Eosinophils are the principal effector cells involved in the pathogenesis of allergic rhinitis. Cell numbers increase in non-allergic rhinitis patients with eosinophilia, aspirin hypersensitivity and nasal polyposis, as well as in allergic rhinitis patients. Exfoliative nasal cytology can be used in the differential diagnosis of allergic rhinitis.
To evaluate nasal eosinophilia in nasal smears of patients with mild, persistent and intermittent allergic rhinitis.

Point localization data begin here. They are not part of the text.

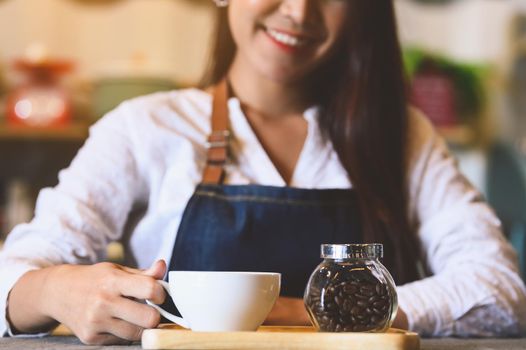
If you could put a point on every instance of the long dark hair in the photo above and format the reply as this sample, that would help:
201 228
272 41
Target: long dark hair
364 113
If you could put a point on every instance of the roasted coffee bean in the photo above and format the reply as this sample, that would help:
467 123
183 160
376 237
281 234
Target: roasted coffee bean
351 301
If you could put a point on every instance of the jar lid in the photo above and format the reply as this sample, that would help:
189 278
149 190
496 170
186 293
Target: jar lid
350 251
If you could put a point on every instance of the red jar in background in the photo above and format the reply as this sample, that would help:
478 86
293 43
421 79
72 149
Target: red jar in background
40 101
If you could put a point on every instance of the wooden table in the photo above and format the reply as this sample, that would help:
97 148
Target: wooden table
72 343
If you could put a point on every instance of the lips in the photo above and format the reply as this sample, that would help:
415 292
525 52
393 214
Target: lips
291 40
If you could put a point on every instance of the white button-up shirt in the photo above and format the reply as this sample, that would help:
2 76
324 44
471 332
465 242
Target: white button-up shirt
146 157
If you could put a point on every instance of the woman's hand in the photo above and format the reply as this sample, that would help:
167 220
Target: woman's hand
97 302
289 312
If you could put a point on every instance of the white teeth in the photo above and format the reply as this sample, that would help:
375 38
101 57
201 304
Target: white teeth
285 38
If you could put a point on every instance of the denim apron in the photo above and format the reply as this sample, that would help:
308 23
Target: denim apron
259 228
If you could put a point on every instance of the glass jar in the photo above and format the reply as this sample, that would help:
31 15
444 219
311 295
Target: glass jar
350 290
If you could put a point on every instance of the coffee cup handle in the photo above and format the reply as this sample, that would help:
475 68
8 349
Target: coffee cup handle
166 314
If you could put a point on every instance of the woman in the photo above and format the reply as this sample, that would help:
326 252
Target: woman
310 141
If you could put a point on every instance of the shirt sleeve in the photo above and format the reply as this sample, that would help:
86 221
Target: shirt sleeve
88 208
475 288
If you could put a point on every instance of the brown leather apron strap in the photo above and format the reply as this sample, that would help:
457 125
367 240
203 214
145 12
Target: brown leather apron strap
217 145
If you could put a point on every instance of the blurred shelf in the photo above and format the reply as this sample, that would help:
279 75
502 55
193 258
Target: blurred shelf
458 135
73 132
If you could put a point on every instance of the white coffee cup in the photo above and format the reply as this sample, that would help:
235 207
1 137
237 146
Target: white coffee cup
216 301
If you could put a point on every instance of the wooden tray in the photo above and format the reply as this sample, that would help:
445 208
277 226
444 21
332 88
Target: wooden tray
273 338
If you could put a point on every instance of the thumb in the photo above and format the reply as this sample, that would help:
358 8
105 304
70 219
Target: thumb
157 270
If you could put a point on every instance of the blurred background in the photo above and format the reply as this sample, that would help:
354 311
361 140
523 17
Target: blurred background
64 63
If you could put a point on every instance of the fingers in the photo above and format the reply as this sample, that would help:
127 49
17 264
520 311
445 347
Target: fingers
135 313
157 270
140 287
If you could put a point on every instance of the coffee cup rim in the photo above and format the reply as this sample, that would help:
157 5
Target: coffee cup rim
252 273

The study comprised 60 patients with allergic rhinitis and 20 healthy volunteers. The patients were divided into intermittent and persistent allergic rhinitis groups. Nasal smear status, eosinophil numbers and Total Nasal Symptom Scores were compared.
Nasal smear results were pathological in 40 of 60 allergic rhinitis patients, which was significantly higher than the rate in controls. The mean nasal eosinophilia score was significantly higher in the intermittent allergic rhinitis than in the persistent allergic rhinitis group (p = 0.029). There was a positive correlation between nasal eosinophilia score and Total Nasal Symptom Score (r = 0.652; p < 0.05) in persistent allergic rhinitis and intermittent allergic rhinitis patients.
The nasal smear test is inexpensive, objective and simple to perform, and should be part of the diagnostic investigation.